Comparison of PLS algorithms when number of objects is much larger than number of variables


Alın A.

STATISTICAL PAPERS, vol.50, no.4, pp.711-720, 2009 (SCI-Expanded) identifier identifier

  • Publication Type: Article / Article
  • Volume: 50 Issue: 4
  • Publication Date: 2009
  • Doi Number: 10.1007/s00362-009-0251-7
  • Journal Name: STATISTICAL PAPERS
  • Journal Indexes: Science Citation Index Expanded (SCI-EXPANDED), Scopus
  • Page Numbers: pp.711-720
  • Keywords: High-dimensional data, Kernel matrix, Multicollinearity, Multiple linear regression, NIPALS, Partial least squares, SIMPLS, KERNEL ALGORITHM, CROSS-VALIDATION, REGRESSION
  • Dokuz Eylül University Affiliated: Yes

Abstract

NIPALS and SIMPLS algorithms are the most commonly used algorithms for partial least squares analysis.
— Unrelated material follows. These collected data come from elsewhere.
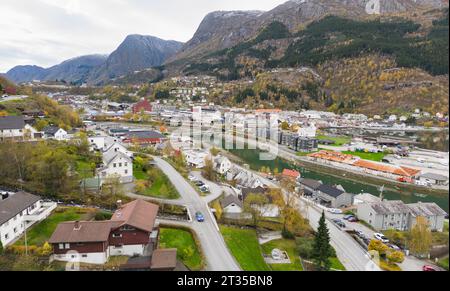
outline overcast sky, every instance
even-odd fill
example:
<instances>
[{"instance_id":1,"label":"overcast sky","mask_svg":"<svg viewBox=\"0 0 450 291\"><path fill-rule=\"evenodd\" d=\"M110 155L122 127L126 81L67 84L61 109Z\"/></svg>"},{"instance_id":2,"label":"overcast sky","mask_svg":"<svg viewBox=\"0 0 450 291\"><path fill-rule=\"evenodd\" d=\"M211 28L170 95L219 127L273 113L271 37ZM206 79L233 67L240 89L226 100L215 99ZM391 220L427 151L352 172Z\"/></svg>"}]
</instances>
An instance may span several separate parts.
<instances>
[{"instance_id":1,"label":"overcast sky","mask_svg":"<svg viewBox=\"0 0 450 291\"><path fill-rule=\"evenodd\" d=\"M270 10L287 0L1 0L0 72L109 54L129 34L188 41L215 10Z\"/></svg>"}]
</instances>

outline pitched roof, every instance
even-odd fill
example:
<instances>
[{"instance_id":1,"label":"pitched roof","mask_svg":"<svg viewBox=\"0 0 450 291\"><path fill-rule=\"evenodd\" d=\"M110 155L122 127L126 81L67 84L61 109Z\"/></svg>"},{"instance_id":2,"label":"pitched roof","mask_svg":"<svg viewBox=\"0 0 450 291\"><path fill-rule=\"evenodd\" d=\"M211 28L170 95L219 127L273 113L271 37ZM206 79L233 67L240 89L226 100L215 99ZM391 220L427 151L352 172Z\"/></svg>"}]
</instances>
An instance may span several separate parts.
<instances>
[{"instance_id":1,"label":"pitched roof","mask_svg":"<svg viewBox=\"0 0 450 291\"><path fill-rule=\"evenodd\" d=\"M0 130L3 129L22 129L25 127L25 121L22 116L3 116L0 117Z\"/></svg>"},{"instance_id":2,"label":"pitched roof","mask_svg":"<svg viewBox=\"0 0 450 291\"><path fill-rule=\"evenodd\" d=\"M393 213L409 213L410 210L408 206L403 203L403 201L382 201L377 203L371 203L370 207L377 213L381 215L389 215Z\"/></svg>"},{"instance_id":3,"label":"pitched roof","mask_svg":"<svg viewBox=\"0 0 450 291\"><path fill-rule=\"evenodd\" d=\"M409 210L411 211L411 215L414 217L423 216L446 216L447 212L445 212L442 208L440 208L436 203L415 203L407 205Z\"/></svg>"},{"instance_id":4,"label":"pitched roof","mask_svg":"<svg viewBox=\"0 0 450 291\"><path fill-rule=\"evenodd\" d=\"M41 197L26 192L17 192L16 194L1 200L0 225L9 221L39 200L41 200Z\"/></svg>"},{"instance_id":5,"label":"pitched roof","mask_svg":"<svg viewBox=\"0 0 450 291\"><path fill-rule=\"evenodd\" d=\"M239 198L234 195L228 195L227 197L220 200L220 205L222 206L222 208L226 208L233 203L241 208L243 207L242 201L239 200Z\"/></svg>"},{"instance_id":6,"label":"pitched roof","mask_svg":"<svg viewBox=\"0 0 450 291\"><path fill-rule=\"evenodd\" d=\"M177 249L159 249L152 255L152 270L175 269L177 266Z\"/></svg>"},{"instance_id":7,"label":"pitched roof","mask_svg":"<svg viewBox=\"0 0 450 291\"><path fill-rule=\"evenodd\" d=\"M295 179L297 179L298 177L301 176L300 172L295 171L295 170L289 170L289 169L284 169L282 175L286 176L286 177L295 178Z\"/></svg>"},{"instance_id":8,"label":"pitched roof","mask_svg":"<svg viewBox=\"0 0 450 291\"><path fill-rule=\"evenodd\" d=\"M319 190L320 192L325 193L331 197L334 197L334 198L337 198L344 193L344 191L339 190L336 187L333 187L330 185L325 185L325 184L320 185L319 188L317 188L317 190Z\"/></svg>"},{"instance_id":9,"label":"pitched roof","mask_svg":"<svg viewBox=\"0 0 450 291\"><path fill-rule=\"evenodd\" d=\"M144 200L135 200L125 204L112 216L112 221L122 221L140 230L151 232L155 225L159 206Z\"/></svg>"},{"instance_id":10,"label":"pitched roof","mask_svg":"<svg viewBox=\"0 0 450 291\"><path fill-rule=\"evenodd\" d=\"M80 227L75 229L77 223ZM123 221L63 222L56 227L49 243L106 242L111 229L119 227L122 223Z\"/></svg>"},{"instance_id":11,"label":"pitched roof","mask_svg":"<svg viewBox=\"0 0 450 291\"><path fill-rule=\"evenodd\" d=\"M300 179L299 181L300 184L305 185L308 188L311 188L313 190L317 190L320 185L322 185L322 183L320 183L319 181L313 180L313 179Z\"/></svg>"},{"instance_id":12,"label":"pitched roof","mask_svg":"<svg viewBox=\"0 0 450 291\"><path fill-rule=\"evenodd\" d=\"M354 164L354 166L384 172L384 173L390 173L398 176L404 176L404 177L414 177L417 174L420 173L420 170L407 168L407 167L394 167L389 165L384 165L381 163L375 163L365 160L358 160Z\"/></svg>"},{"instance_id":13,"label":"pitched roof","mask_svg":"<svg viewBox=\"0 0 450 291\"><path fill-rule=\"evenodd\" d=\"M57 127L57 126L47 126L42 131L45 134L55 135L58 132L58 130L59 130L59 127Z\"/></svg>"}]
</instances>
When the number of objects, N, is much larger than the number of explanatory, K, and/or response variables, M, the NIPALS algorithm can be time consuming. Even though the SIMPLS is not as time consuming as the NIPALS and can be preferred over the NIPALS, there are kernel algorithms developed especially for the cases where N is much larger than number of variables. In this study, the NIPALS, SIMPLS and some kernel algorithms have been used to built partial least squares regression model. Their performances have been compared in terms of the total CPU time spent for the calculations of latent variables, leave-one-out cross validation and bootstrap methods. According to the numerical results, one of the kernel algorithms suggested by Dayal and MacGregor (J Chemom 11: 73-85, 1997) is the fastest algorithm.